The Naismith Memorial Basketball Hall of Fame has announced its initial list of 50 nominees for induction into the Hall as part of the Class of 2020. The finalists for the honor will be announced in February during the NBA’s All-Star Weekend, while the inductees will be named during the Final Four in April.

There are a lot of incredible names on this list, players who in their way helped define greatness in the game, but there are a few first-timers that could make this class one of the Hall’s greatest ever.

Kobe Bryant, Tim Duncan, Kevin Garnett and Chris Bosh headline the potential class; with three no-doubt all-time greats (and Bosh, who’s just half a notch below them), it’s a generational-type group.

Obviously, you have to start with Kobe.

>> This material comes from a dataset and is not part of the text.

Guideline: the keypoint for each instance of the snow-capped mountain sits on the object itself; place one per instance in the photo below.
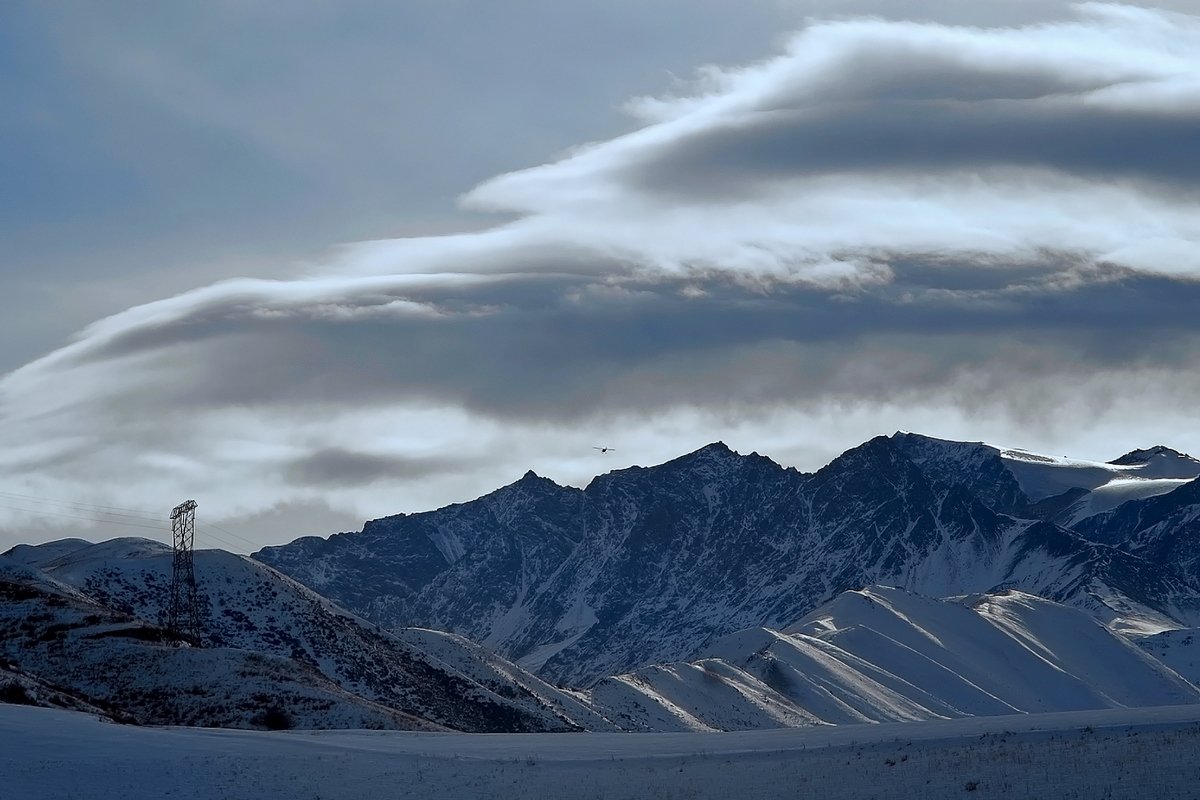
(649, 565)
(885, 655)
(256, 615)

He spent his entire 20-year career playing with the Lakers, becoming one of the winningest players of his generation, making seven Finals and earning five championships. And he just happened to be one of the best scorers in NBA history; his 33,643 career points put him third all-time. Oh, and then there’s his defensive prowess – nine first-team All-Defensive, three second-team. He won an MVP, was an 18-time All-Star (winning game MVP honors four times) and was named to the All-NBA first team 11 times (second team once, third twice). A top-10 all-time.

And for all that, Tim Duncan might have been better. In his 19 years in the NBA – all with the San Antonio Spurs – he averaged 19 points and 10.8 rebounds a game … for nearly 1,400 games. Oh, and he won four rings himself and made the playoffs literally every year. His career numbers are staggering: 26,496 points (14th all-time), 15,091 rebounds (sixth), 3,020 blocks (fifth). He won back-to-back MVP awards and was the 1997-98 Rookie of the Year. He was named to 15 All-NBA teams, making the first team 10, the second three and the third team twice; he also made the All-Defensive first team eight times and the second team seven. Maybe the best power forward in NBA history.

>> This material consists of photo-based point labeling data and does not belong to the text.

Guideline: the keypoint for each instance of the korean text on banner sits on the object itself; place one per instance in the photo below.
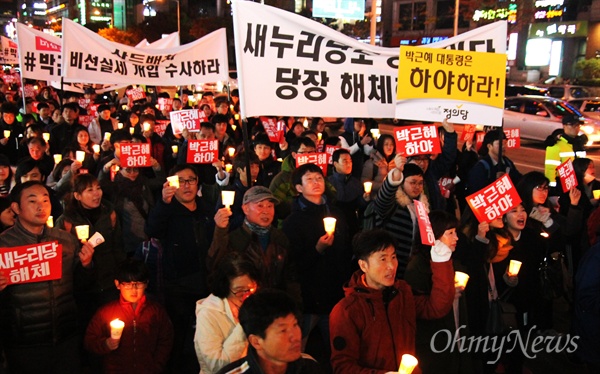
(417, 140)
(317, 158)
(462, 86)
(567, 176)
(39, 54)
(202, 151)
(427, 236)
(189, 119)
(90, 58)
(135, 155)
(310, 69)
(494, 200)
(32, 263)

Unless it’s Kevin Garnett, who carried his legendary competitiveness through 21 years as an NBA player. His 1,462 games rank seventh in league history, but it’s what he did with those games that make him a legend. He scored 26,071 points, good for 17th all time. He pulled down 14,662 boards – ninth. In a fun bit of synchronicity, Garnett currently sits in 18th place on the all-time list for both blocks (2,037) and steals (1,859). He’s even top-50 (barely) in assists. He’s got an MVP win to go with two seconds and a third. He made 12 All-Defensive teams (nine firsts, three seconds) and was the 2007-08 Defensive Player of the Year. He was a 15-time All-Star and was named to nine All-NBA teams (four firsts, three seconds, two thirds).

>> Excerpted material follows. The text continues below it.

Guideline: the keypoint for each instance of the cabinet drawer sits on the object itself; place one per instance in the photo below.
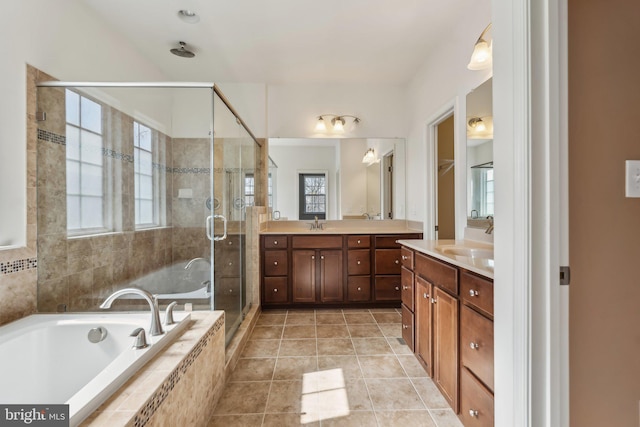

Chris Bosh is definitely fourth on this list of four, but there’s no shame in being last on this list. Despite a career cut somewhat short by medical issues, Bosh definitely warrants enshrinement attention. He played just shy of 900 games in 13 years, playing his last game at just 31. Still, he averaged over 19 points and 8.5 rebounds, with two assists thrown in. He won two titles after joining LeBron James and Dwyane Wade with the Miami Heat. He was an 11-time All-Star. Again, a phenomenal player – just one who happens to pale in comparison to the previous three.

There are some quality holdovers, led by notables like Chris Webber, Tim Hardaway and Chauncey Billips, but it’s the new names that are going to attract the most attention. Bryant, Duncan, Garnett – that’s a slam dunk top three.